A depender da apresentação clínica (formas subagudas ou agudas) teremos algumas mudanças nesse
panorama geral. Conhecê-las será fundamental para direcionar a terapêutica.

EI SUBAGUDA
Os estreptococos viridans (alfa-hemolíticos) são os estreptococos mais comuns nas EI subagudas de valvas
nativas. Outros, como os estreptococos do grupo B (beta-hemolíticos) também podem causar EI,
especialmente em pacientes cirróticos, diabéticos e usuários de drogas intravenosas.

Se olharmos especificamente para a população mais idosa, veremos que o Streptococcus gallolyticus é o
mais prevalente.

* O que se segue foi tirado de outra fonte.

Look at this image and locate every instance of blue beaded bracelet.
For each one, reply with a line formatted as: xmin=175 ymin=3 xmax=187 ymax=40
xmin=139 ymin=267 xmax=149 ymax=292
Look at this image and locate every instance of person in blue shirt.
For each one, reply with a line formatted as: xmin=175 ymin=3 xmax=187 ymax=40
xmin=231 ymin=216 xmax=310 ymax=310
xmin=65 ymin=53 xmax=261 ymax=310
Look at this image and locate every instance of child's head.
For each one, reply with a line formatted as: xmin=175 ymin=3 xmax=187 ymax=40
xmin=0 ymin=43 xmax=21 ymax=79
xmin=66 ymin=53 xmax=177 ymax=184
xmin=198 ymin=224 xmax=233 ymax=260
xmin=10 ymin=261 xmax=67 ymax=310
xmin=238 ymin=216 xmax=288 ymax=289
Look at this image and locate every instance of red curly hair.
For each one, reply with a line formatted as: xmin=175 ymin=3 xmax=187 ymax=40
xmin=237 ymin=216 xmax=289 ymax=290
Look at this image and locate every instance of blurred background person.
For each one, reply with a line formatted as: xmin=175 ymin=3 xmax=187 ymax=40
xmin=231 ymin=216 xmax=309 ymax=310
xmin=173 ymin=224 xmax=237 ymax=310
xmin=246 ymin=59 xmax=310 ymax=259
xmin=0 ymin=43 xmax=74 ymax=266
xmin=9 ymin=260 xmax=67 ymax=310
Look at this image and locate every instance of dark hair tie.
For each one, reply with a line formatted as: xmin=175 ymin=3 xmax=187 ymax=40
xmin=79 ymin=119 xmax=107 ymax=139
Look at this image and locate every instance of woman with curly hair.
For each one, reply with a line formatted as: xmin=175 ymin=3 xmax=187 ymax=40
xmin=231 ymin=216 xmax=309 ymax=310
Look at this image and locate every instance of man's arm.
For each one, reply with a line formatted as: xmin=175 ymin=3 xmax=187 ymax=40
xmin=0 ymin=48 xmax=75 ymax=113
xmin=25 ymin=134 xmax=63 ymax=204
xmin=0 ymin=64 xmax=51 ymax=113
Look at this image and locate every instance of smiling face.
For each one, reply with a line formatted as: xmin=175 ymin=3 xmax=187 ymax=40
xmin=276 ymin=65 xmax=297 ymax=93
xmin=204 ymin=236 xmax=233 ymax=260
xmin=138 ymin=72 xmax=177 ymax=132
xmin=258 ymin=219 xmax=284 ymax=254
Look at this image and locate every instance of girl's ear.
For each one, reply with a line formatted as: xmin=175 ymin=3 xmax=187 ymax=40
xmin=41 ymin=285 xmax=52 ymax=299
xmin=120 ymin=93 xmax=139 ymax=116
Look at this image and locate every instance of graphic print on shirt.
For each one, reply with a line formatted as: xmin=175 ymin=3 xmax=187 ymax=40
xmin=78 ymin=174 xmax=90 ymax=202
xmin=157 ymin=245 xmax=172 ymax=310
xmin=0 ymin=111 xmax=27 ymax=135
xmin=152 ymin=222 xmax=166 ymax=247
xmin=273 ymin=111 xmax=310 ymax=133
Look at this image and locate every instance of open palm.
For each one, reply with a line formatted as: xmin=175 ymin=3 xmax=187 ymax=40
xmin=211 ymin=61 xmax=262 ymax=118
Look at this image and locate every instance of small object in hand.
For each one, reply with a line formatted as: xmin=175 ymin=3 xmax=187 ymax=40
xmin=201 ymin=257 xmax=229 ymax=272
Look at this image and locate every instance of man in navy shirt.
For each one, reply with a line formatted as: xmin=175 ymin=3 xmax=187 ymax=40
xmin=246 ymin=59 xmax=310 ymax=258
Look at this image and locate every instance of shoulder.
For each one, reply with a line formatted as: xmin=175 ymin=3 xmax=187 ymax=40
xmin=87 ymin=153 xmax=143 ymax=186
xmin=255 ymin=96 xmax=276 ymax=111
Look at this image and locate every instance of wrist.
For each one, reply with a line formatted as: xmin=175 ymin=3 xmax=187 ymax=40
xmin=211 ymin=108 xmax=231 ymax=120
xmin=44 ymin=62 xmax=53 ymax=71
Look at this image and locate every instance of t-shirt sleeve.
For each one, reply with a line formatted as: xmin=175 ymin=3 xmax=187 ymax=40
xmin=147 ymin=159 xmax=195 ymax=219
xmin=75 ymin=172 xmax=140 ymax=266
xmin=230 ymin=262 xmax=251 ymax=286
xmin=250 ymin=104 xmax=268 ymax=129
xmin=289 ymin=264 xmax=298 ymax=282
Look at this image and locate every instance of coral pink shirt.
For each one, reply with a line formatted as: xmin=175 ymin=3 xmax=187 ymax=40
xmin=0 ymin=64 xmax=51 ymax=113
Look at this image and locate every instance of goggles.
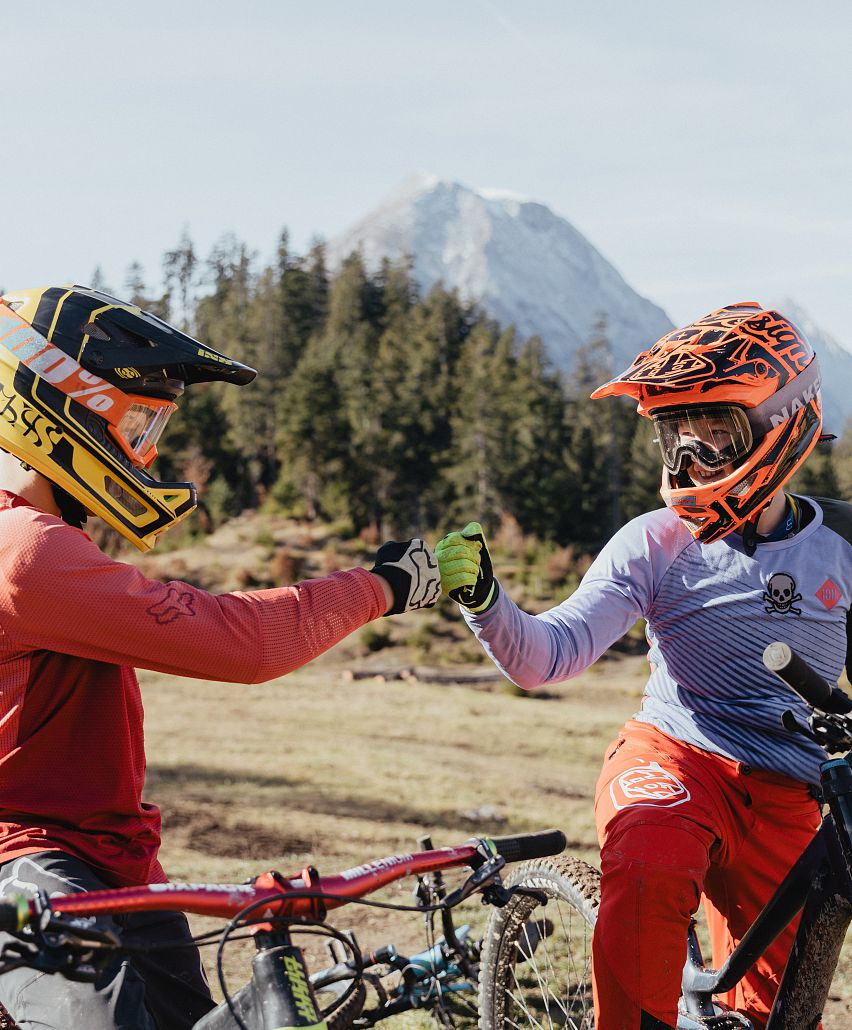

Os pacientes com EI por esse germe frequentemente têm lesões colônicas que funcionam
como porta de entrada (ex.: adenocarcinoma de cólon) para o germe.
ATENÇÃO

Sempre que seu paciente tiver EI por S. gallolyticus, você deve realizar investigação endoscópica para
pesquisa de lesões malignas do trato gastrointestinal.

Os enterococos (cocos gram-positivos) estão em segundo lugar e são micro-organismos associados à


bacteremia durante manipulação do trato genitourinário, principalmente em pacientes hospitalizados. A
grande maioria das infecções enterocócicas são causadas pelo Enterococcus faecalis (> 90%).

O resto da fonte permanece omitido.